(CNSNews.com) – Turkey’s Islamist government vowed late Wednesday to respond to the imposition of U.S. sanctions against two of its government ministers over the treatment of an American pastor, and one of the targeted ministers shrugged off the move, saying he had no financial interests in the United States.
The imposition of U.S. Treasury sanctions against the justice and interior ministers “will not go unanswered,” tweeted Foreign Minister Mevlut Cavusoglu. “We cannot resolve our problems unless the US administration realizes that it cannot achieve its unlawful demands through this method.”
His said in a statement that Ankara “will respond” to Washington’s “aggressive attitude,” and urged the U.S. administration to reverse the “wrong decision.”
The U.S. Treasury Department said the ministers, Abdulhamit Gül and Süleyman Soylu, were being designated for heading entities that have “engaged in, or whose members have engaged in, serious human rights abuse.”
Specifically, they “played leading roles in the organizations responsible for the arrest and detention of Pastor Andrew Brunson.”
Any property or interests the two may have within U.S. jurisdiction is blocked, and “U.S. persons are generally prohibited from engaging in transactions with them.”
Gül, the justice minister, responded dismissively, saying on Twitter he does not have “a single penny” in the United States.
Although most of Turkey's cabinet members are independents, Gül and Soylu are both members of President Recep Tayyip Erdogan's Islamist-leaning Justice and Development Party (AKP).
The foreign ministry did not specify the targets of its promised retaliation, but the nearest equivalent U.S. cabinet members would be Attorney General Jeff Sessions and Homeland Security Secretary Kirstjen Nielsen.
The Trump administration turned up the pressure on the NATO ally after months of direct appeals to Turkey’s leaders failed to secure the release and return home of Brunson, an evangelical pastor accused of espionage and terror-related offenses.
After 21 months behind bars he was moved to house arrest last week. An Izmir court on Tuesday rejected his appeal against house arrest and a court-ordered travel ban.
Prosecutors are seeking a 35-year prison term for the 50-year-old North Carolina native, whose trial is scheduled to continue in October.
They accuse him of supporting two organizations outlawed in Turkey – the Kurdistan Workers’ Party (PKK) and a movement led by U.S.-based Turkish Muslim cleric, Fethullah Gulen, who Erdogan accuses of masterminding a failed coup attempt in mid-2016.
Brunson, who lived in Turkey for more than two decades and pastored a small evangelical church in Izmir, has denied all charges, and the U.S. administration also declares him to be innocent.

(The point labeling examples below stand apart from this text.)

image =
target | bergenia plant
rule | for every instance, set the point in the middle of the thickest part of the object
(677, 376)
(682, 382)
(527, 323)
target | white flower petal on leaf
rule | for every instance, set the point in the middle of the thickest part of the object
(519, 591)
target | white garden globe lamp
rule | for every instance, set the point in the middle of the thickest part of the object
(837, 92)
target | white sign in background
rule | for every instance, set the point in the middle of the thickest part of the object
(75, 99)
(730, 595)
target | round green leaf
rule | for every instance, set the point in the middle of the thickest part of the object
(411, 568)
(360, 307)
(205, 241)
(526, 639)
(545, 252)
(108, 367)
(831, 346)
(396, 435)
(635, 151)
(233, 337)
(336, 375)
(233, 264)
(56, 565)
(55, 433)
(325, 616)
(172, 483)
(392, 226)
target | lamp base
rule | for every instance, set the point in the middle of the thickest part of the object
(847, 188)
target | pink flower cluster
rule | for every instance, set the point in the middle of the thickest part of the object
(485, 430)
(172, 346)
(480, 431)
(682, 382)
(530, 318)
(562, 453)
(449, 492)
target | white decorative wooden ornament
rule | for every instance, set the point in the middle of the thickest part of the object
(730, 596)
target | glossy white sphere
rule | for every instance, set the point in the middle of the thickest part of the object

“We’ve seen no evidence that Pastor Brunson has done anything wrong and we believe he is a victim of unfair and unjust detention by the government of Turkey,” White House press secretary Sarah Sanders said Wednesday.
“Pastor Brunson’s unjust detention and continued prosecution by Turkish officials is simply unacceptable,” Treasury Secretary Steven Mnuchin said in a statement announcing the designations. “President Trump has made it abundantly clear that the United States expects Turkey to release him immediately.”
The designations have been made under an executive order issued by the president last December pursuant to the Global Magnitsky Act, a 2016 law that provides for punitive measures against human rights abusers and corrupt actors globally. Initial targets were 13 officials in 12 countries, including Russia, China, Pakistan and Burma.
Erdogan told reporters earlier Wednesday that the threatening language from Washington would benefit no-one.
Not just Brunson
Cavusoglu, the foreign minister, is currently in Singapore for meetings with Southeast Asian counterparts. Secretary of State Mike Pompeo is due to arrive there on Friday, and the Turkish foreign ministry said earlier this week the two are expected to meet.
Turkey also has in custody three Turkish employees at U.S. diplomatic missions in the country, also accused of links to Gulen’s movement or the PKK.
Hamza Ulucay, a translator at the U.S. Consulate in the southern city of Adana, has been detained since February 2017; Metin Topuz, an employee at the U.S. Consulate in Istanbul, was detained in October 2017; and Nazmi Mete Canturk, also attached to the consulate in Istanbul, has reportedly been under house arrest since last January.
On Tuesday, State Department spokeswoman Heather Nauert disputed reports saying the department has not been advocating for the release of the Turkish staff members,
“We’ve had lots of engagements with our – with Turkish counterparts about getting our locally employed staff out of prison as well,” she said.
Serkan Golge, a Turkish-American physicist at NASA, was arrested while visiting Turkey in mid-2016. Last February he was convicted of being a member of Gulen’s movement.
The U.S. Embassy in Ankara said at the time he was convicted “without credible evidence,” and Nauert said the case “raises serious concerns about respect for judicial independence, protections enshrined in the Turkish constitution, including an individual’s right to a fair trial.”